Der Radolfzeller Gemeinderat hat auf seiner gestrigen Sitzung entschieden, dem früheren NSDAP-Bürgermeister und NS-Funktionär August Kratt die Ehrenbürgerwürde zu lassen. Für eine Aberkennung stimmten nur die Fraktion der Freien Grünen Liste sowie zwei SPD-Gemeinderätinnen.
Vor der Abstimmung zeigten bei einer kleinen Kundgebung vor dem Rathaus rund vierzig Demonstrant:innen, wie wichtig ihnen das Thema ist: Ein ehemaliges NSDAP- und SS-Fördermitglied wie Kratt dürfe nicht länger Ehrenbürger der Stadt sein, da waren sich die Anwesenden einig – und hatten Plakate auf dem Boden ausgelegt: „Kein Nazi als Ehrenbürger“, „Wer an Zwangssterilisierungen beteiligt ist, kann kein Ehrenbürger sein“.

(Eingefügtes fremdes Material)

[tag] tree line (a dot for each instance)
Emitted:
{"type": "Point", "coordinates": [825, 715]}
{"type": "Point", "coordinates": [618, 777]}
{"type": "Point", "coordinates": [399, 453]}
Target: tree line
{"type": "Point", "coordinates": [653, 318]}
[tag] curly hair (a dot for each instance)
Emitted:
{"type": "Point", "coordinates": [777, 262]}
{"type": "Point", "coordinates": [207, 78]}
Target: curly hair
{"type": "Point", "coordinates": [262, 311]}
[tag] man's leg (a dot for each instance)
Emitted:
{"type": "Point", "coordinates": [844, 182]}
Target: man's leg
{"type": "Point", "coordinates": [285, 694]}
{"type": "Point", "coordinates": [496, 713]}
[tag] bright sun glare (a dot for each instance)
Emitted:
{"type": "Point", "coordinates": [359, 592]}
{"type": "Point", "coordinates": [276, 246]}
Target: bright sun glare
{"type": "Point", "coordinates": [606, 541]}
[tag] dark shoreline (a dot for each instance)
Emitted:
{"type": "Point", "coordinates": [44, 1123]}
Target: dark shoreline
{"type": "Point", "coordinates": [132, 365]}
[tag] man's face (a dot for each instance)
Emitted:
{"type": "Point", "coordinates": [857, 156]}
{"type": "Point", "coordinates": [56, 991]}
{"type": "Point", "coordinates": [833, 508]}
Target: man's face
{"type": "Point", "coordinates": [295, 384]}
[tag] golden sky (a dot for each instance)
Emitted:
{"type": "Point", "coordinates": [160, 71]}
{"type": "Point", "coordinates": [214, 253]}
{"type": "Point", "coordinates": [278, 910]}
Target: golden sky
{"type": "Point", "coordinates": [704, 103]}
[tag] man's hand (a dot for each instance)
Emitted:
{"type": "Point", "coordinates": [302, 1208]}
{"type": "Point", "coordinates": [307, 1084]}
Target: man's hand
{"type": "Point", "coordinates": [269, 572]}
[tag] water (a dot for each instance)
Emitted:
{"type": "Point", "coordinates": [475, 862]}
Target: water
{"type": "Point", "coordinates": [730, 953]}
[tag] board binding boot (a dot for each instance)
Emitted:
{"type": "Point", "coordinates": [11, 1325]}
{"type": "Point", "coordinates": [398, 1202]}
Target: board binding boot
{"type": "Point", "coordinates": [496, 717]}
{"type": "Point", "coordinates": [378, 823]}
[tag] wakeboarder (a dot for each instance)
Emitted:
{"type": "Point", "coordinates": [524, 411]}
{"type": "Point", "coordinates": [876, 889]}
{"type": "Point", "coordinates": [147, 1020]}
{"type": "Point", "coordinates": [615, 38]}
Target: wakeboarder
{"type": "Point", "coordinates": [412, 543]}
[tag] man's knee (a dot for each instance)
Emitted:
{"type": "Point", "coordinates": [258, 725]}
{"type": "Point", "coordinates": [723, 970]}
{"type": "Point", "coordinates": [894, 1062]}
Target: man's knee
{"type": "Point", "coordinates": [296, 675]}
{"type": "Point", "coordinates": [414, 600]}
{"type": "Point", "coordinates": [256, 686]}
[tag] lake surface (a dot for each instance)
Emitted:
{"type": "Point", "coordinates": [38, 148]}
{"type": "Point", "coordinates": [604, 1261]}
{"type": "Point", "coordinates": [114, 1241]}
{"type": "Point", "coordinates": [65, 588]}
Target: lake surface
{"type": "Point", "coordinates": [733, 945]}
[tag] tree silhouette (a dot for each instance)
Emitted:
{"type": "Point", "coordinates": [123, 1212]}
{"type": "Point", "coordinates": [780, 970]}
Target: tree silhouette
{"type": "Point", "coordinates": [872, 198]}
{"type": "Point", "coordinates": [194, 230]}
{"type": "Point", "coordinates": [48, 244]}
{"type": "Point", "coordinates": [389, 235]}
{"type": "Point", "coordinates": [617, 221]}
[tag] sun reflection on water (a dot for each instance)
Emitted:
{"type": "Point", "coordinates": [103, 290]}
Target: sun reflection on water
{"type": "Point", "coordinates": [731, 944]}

Dennoch stimmte kurze Zeit später eine große Mehrheit des 26-köpfigen Gemeinderats dafür, die 1962 verliehene Auszeichnung des 1969 verstorbenen Kaufmanns und Lokalpolitikers beizubehalten.
Der Entscheidung im Gemeinderat ging eine Debatte voraus, in deren Verlauf Siegfried Lehmann (Freie Grüne Liste) darauf hinwies, dass wer, wie Kratt als NSDAP-Bürgermeister, freiwillig in die Verantwortung gegangen sei, auch Verantwortung zu tragen habe. Jürgen Keck (FDP) hingegen merkte an, dass viele der Menschen, die man heute Täter nenne, eigentlich Opfer gewesen seien. Diese Relativierung der NS-Zeit löste im übervollen Zuschauerbereich Raunen aus.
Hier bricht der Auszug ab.